Data showing steadily rising US house prices and consumer confidence at its highest in more than 15 years underscored the strength of the economic recovery, boosting equity markets and allowing MSCI’s emerging stocks to rise to six-day highs.
However, emerging markets face headwinds from a stronger dollar and US yields at one-week highs.
Asian currencies touched multi-month lows, also feeling the heat from the yuan which has lost 6.6% against the dollar this year and is trading near 8-1/2 year highs.
Traders expect depreciation pressures on the Chinese currency to extend into January when individuals get a fresh $50,000 foreign-exchange conversion quota.
Authorities’ efforts to check outflows via tighter liquidity saw Hong Kong’s overnight yuan borrowing rate jump to its highest level in more than three months.
“All eyes are on yuan weakness, although all currencies are wilting against the vicious dollar rally at the moment,” TD Securities said in a note.

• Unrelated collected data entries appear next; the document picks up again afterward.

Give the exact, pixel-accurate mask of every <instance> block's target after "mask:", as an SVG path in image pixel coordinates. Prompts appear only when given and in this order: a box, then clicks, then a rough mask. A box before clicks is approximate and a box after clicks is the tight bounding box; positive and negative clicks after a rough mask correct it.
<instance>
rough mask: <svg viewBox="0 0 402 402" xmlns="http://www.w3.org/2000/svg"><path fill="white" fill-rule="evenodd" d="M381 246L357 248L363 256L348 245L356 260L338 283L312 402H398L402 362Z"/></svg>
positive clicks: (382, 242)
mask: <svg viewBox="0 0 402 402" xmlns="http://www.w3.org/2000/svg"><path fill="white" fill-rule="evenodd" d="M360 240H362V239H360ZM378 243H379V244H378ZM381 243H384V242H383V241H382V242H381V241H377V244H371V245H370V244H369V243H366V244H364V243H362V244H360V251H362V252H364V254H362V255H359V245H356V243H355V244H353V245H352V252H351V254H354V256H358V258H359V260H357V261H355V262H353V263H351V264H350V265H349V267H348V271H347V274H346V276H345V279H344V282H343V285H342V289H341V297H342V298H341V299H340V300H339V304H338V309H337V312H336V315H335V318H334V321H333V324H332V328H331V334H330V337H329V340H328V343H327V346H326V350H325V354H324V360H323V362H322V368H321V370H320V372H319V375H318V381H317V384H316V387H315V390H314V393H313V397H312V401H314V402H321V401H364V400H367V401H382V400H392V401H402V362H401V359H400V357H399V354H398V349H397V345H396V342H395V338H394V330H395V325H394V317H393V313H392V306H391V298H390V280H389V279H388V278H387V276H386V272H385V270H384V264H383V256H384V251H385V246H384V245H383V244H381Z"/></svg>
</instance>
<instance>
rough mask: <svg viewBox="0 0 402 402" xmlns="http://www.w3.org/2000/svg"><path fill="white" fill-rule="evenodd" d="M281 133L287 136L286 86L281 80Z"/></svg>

Jitters about emerging markets fuelled outflows of $3.35bn from dedicated EM equity funds, excluding China A-share funds, in the week ended December 21, the second largest outflow week in 2016.
But global equity gains and signs of perkier growth have lifted commodities, with copper, widely used in power and construction, up around 20% this year on the Shanghai exchange and on track for its largest annual rise since 2010.
Iron ore on the Dalian exchange is up 170%.
That is likely to benefit commodity producing emerging markets such as Russia, Brazil and South Africa in 2017.
“Our portfolios retain a strong commodities/oil bias throughout, to benefit from the current price stabilisation, improved outlook and the prospect of a Trump-induced infrastructure boost next year,” JPMorgan Asset Management’s head of emerging debt, Pierre-Yves Bareau, told clients.
In eastern Europe the Romanian leu slipped 0.22% to approach six-month lows against the euro after President Klaus Iohannis rejected the Social Democrat Party’s nominee for prime minister.
Two weeks after an election, Romania remains without a government and is facing the risk of a serious political crisis.
The Ukrainian hyvnia fell sharply for a second day, staying close to 3-1/2-month lows to the dollar.
The central bank attributed the volatility to end-month debt repayments and said it would sell $100mn to support the currency.